Memorandum submitted by Devon Health and Social Care Forum (HS 36)

1.    The Devon Health and Social Care Forum comprises entirely volunteers, who give their time to their community voluntarily and without payment. It is, therefore concerned that any social policy should aim to encourage and support volunteering and not deter, let alone alienate, volunteers from coming forward and serving their local and the wider community.


2.    In its response to the Government Health White Paper, the Forum drew attention to the fact that neither the existing LINks nor the support organisations, the Hosts, were subject to the Freedom of Information Act.  This exclusion of accountability has led to a situation where a Host and LINk together may collect data about Public attitudes and deep concern, say to the reform of maternity services for a community, and transmit that data set to an NHS provider, in this case a Primary Care Trust, which then uses that data set to make certain claims about Public attitudes to proposed service changes, say to an OSC.  Neither the Host nor the LINk are willing to release information about the methodology of the data collection, including the instrument or instruments used to collect the data and its scientific rigour, nor the views attributed to the public, on the basis of the data. 

In a modern democracy this is clearly not acceptable.


2.1    It is thus important that this loophole in accountability and transparency is not continued under Health Watch.  It should be a fundamental principle that where responsibility for the disbursement of public money is delegated to another body, be it a charity, a social enterprise, a private business or some other body, it is the logic of a democracy that the organisation concerned should be openly and publicly accountable for the way, in which that money has been spent.  Any recalcitrance to be so open and public would need to be subject to a request under the provisions of the Freedom of Information Act.


3.    The government is quite rightly proposing that provision of some services under the provisions of the Health Act should be opened up to "any willing provider".  The Forum strongly supports the introduction of greater competition in the provision of health and social care services.  The reason is obvious, namely that competition should bring greater value for money and, therefore, lead to the provision of more services for the same quantum of funding.  For the reasons given above, however, it is important that those services and the disbursement of public money associated with them are fully open to public scrutiny.  This can only happen in the experience of the Forum, if those organisations, be they charities, voluntary bodies, social enterprises or private businesses are also subject to Freedom of Information.
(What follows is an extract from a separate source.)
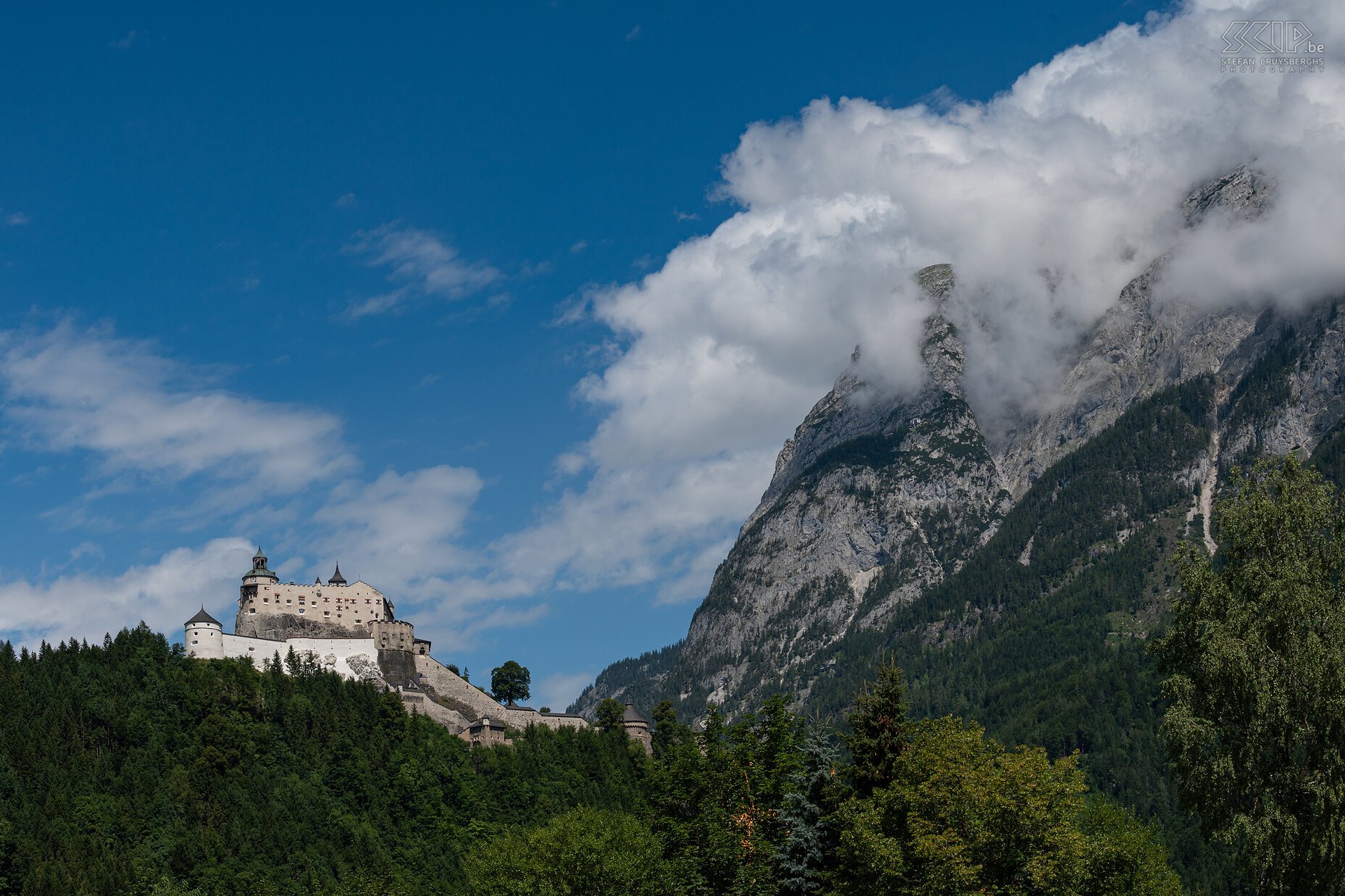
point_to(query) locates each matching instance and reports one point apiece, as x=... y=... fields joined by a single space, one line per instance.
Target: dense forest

3.1    The Forum is aware of the difficulty associated with the amendment of the Freedom of Information Act, which might be necessary to achieve this goal. In this context it may be of interest to the Committee to examine copy of a letter, which the Forum has received in response to its query of the Minister of Health.


4.       In any case by whatever mechanism, the basic principle should be that with the transmission of public funds to any other body should be transmitted a commitment to full openness and accountability for the utilisation of public funds.